想到了许久都不见的袁深。
只是,阳光终究比袁深活泼多了。
阳光在阳家得到的待遇是真心不错,至少比阳一一那会儿高了不知多少,例如她可以比较自由地出入阳家,大大方方地出来吃饭、逛街。阳一一对这些特权看的直摇头,阳光自己则谦逊地说是源于她一直没有正式认祖归宗。
因而阳光常来找阳一一,告诉她一些自己在阳家的近况,和观察得来的小八卦。
阳一一从来没表现出兴趣,也不知道缺少听众积极回馈的阳光是如何一年如一日的坚持下来的。
这天,阳光又约她出来吃饭,吃完吸着果汁笑眯眯地看着阳一一,别有深意的模样。
阳一一被她打量的恼火,搅了搅自己的奶茶,轻而干脆地道:“有话快说,没话就撤。”
“你知道我有的嘛,”阳光松开吸管,随后又掩着嘴偷笑两下,卖够了关子才说,“这次这个算是个大八卦,而且跟你有关哦。”
阳一一轻轻“哦”了一声,依旧没给什么给力的回应。
阳光摇头叹了叹,最终决定自顾自地往下讲:“我跟你讲过八姐一直没定婆家的,对吧?”见阳一一默认,阳光又鬼鬼祟祟地继续说,“前几天来了个什么世家的贵公子,还带着父母一起,准备在阳家女孩儿里挑个未来妻子。他看上了我诶,父亲说我太小,他又说八姐还不错,结果父亲直接点明,说他家根基已然不稳,所以不够格娶八姐,拒绝了他,还说最多给他安排一个旁系的女儿。把他和他爹妈给气的!特别是他妈,明显隆过的鼻子都快给气歪了。”
阳光很有讲故事的天赋,说的活灵活现的,阳一一听了也不免觉得好笑,但依旧不咸不淡地问了句:“那这和我有什么关系?”
“哎呀,要喘口气才能说重点嘛,”阳光神秘兮兮地将身子向桌面俯低,按着一一的手说,“我听说……姐夫当年也来我们家挑过老婆的哦。”
“哪个姐夫?”阳一一第一时间没反应过来。
“十一姐夫。”阳光贼呵呵地掩着嘴笑。
阳一一慢慢回过神来,直直地盯向阳光,她听见自己问了句:“你说纪离?”
“对呀,”阳光点头,又模仿她的冷面,“你是又要说‘他不是你姐夫’了吗?”
阳一一又缓缓问:“你怎么知道的。”
阳光拍胸口:“我多了解你啊……”
阳一一断了她的自夸:“我是说,你怎么知道纪离曾经去阳家选过妻子的?”
“因为我没见识过这个架势,好奇的问东问西,九哥给我说的……”
“他们都知道你和我接触?”
“不知道,我没说过,”阳光见阳一一神色不对,便皱起了眉,“你怀疑他故意透给我,让我告诉你的?”

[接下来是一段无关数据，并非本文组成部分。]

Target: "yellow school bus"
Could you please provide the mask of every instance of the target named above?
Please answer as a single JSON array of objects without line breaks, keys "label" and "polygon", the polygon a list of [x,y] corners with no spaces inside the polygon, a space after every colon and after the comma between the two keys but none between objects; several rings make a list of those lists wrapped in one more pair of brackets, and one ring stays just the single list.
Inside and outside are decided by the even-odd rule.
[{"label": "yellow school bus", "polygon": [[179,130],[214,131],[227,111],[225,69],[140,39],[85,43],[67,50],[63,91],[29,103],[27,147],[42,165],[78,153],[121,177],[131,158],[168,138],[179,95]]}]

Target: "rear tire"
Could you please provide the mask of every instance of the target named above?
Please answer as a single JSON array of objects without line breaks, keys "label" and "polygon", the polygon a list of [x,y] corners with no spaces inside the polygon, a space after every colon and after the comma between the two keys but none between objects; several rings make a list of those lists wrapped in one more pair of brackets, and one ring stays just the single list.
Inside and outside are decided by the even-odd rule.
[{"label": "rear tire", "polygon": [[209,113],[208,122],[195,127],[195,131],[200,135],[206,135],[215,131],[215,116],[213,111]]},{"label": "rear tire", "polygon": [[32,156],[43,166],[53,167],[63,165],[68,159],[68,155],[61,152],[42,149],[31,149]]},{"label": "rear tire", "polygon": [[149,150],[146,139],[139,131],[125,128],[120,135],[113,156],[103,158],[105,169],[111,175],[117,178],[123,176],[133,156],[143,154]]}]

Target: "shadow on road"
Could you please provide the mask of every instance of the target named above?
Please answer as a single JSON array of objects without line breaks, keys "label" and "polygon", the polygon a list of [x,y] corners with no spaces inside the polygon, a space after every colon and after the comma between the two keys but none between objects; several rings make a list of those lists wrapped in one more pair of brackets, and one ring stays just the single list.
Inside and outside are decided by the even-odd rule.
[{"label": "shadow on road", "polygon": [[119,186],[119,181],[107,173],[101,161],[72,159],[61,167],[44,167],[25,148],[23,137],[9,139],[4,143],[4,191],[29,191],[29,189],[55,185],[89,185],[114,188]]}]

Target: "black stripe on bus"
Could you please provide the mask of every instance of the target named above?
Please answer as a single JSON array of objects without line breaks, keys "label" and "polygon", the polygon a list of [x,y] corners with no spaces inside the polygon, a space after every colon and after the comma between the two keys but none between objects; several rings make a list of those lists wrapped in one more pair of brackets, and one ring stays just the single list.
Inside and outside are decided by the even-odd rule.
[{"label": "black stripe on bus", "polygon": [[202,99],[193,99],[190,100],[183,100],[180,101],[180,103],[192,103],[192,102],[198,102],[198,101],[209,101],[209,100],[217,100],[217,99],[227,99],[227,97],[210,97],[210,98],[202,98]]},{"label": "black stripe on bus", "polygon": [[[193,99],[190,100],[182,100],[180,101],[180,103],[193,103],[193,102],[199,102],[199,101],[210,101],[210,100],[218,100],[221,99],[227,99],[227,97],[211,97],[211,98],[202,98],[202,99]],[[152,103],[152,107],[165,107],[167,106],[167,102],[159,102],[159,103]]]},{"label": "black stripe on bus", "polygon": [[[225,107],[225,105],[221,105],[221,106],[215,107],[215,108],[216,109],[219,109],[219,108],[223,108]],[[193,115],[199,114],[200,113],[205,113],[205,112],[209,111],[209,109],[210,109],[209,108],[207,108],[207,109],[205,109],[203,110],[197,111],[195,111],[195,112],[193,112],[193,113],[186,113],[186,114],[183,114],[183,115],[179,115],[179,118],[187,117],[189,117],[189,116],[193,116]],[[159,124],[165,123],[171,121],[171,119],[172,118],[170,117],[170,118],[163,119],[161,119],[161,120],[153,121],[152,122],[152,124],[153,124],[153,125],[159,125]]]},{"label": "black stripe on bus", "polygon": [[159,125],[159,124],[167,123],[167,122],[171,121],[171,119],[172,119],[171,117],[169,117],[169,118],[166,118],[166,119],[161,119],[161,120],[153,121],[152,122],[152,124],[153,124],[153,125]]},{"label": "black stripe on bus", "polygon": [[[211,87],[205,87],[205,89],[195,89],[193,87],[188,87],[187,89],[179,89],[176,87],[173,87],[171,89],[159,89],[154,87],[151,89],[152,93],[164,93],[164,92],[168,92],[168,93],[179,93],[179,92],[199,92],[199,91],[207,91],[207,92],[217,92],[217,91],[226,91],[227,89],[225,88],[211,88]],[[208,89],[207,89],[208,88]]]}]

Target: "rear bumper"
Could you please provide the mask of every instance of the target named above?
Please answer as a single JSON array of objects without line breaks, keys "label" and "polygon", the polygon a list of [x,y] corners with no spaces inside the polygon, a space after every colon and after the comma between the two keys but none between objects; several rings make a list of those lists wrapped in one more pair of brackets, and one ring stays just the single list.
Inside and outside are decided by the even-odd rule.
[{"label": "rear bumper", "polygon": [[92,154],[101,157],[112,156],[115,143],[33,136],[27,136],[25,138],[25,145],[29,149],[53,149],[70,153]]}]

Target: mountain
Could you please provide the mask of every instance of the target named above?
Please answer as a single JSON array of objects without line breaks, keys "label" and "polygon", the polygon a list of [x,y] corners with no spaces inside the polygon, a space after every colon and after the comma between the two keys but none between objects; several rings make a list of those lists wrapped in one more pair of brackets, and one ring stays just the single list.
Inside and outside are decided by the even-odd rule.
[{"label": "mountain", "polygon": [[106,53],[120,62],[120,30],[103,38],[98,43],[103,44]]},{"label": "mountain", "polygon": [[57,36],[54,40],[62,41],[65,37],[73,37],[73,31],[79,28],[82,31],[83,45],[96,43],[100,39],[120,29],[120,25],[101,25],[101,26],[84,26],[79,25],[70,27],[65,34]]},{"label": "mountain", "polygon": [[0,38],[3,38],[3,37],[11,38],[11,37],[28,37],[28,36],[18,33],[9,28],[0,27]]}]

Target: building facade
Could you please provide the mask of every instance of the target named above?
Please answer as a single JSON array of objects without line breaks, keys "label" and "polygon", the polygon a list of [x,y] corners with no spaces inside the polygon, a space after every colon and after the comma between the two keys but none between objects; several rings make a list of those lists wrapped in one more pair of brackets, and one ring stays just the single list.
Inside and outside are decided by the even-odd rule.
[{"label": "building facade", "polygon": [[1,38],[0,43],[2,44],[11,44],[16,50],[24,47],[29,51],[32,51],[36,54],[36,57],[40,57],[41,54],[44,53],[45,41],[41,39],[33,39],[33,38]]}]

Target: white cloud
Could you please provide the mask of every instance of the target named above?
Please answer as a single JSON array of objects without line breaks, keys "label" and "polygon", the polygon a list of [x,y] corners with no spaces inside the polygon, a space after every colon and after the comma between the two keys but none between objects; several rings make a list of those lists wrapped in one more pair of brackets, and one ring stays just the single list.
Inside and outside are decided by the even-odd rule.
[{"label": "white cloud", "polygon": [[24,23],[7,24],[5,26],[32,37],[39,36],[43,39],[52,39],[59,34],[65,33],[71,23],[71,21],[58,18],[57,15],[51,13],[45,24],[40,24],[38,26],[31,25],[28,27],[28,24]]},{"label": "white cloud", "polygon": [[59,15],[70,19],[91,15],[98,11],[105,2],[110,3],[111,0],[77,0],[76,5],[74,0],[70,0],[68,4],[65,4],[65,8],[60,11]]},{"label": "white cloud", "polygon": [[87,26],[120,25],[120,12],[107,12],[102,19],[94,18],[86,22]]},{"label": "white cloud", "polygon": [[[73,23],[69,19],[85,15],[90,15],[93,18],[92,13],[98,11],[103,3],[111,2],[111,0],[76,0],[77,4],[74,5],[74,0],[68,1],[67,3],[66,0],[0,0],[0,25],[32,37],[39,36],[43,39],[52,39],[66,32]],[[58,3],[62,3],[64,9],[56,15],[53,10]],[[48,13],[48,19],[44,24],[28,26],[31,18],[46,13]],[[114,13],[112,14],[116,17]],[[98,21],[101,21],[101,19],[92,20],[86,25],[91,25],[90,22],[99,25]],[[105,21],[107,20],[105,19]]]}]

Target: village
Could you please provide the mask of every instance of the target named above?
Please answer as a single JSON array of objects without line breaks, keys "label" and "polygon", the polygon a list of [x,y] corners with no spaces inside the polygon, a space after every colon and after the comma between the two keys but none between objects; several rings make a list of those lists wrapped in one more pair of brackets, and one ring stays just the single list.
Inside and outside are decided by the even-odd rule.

“不好说,”阳一一冷笑,“总之他们不会安好心。几年前的事你知道吗?”
“貌似有好几年了,”阳光摇了摇头,“具体他没说,我也不好问,而且他打死也不说姐夫当时看上的是谁,我猜一定是你的吧?”
“我先走了。”阳一一喊了人买单,找出钱压在桌上后,提着包就径直往外走,任阳光怎么喊都没有回头。
阳一一开车回了家,找到最近新换的手机,上下摩挲了许久后,才给纪离打了个电话过去,“喂,又有些想你了,最近什么时候能过来?”她想当面问问他,是不是他们的初遇,其实是这样的。
在这个电话后的第二天晚上,纪离如约而至。
洗完澡又是一番*,阳一一闭眼休息了会儿,确认恢复了全部的神识,才转向他那侧,抱着他,徐徐问道:“我听阳光说,你曾经想给自己选一个阳家的女孩儿做妻子,是真的吗?”
纪离有一会儿没有回答,最后却简单应了个:“是。”
阳一一声音中有抑制不住的颤抖:“什么时候的事?”
“快9年了。”纪离这次倒答的很快。
“那会儿……”阳一一有些问不下去,咬着嘴唇想了很久后,才说,“你可有看上谁?”
纪离隐约叹了叹,才直接说:“你。”
阳一一趴在他胸前,手指蜷在他衣服上,不由自主地画着小圈,声音在笑,眼眶却干干的发涩:“为什么选我?我那会儿才12岁吧?毛都没长齐呢……而且我为什么不知道?”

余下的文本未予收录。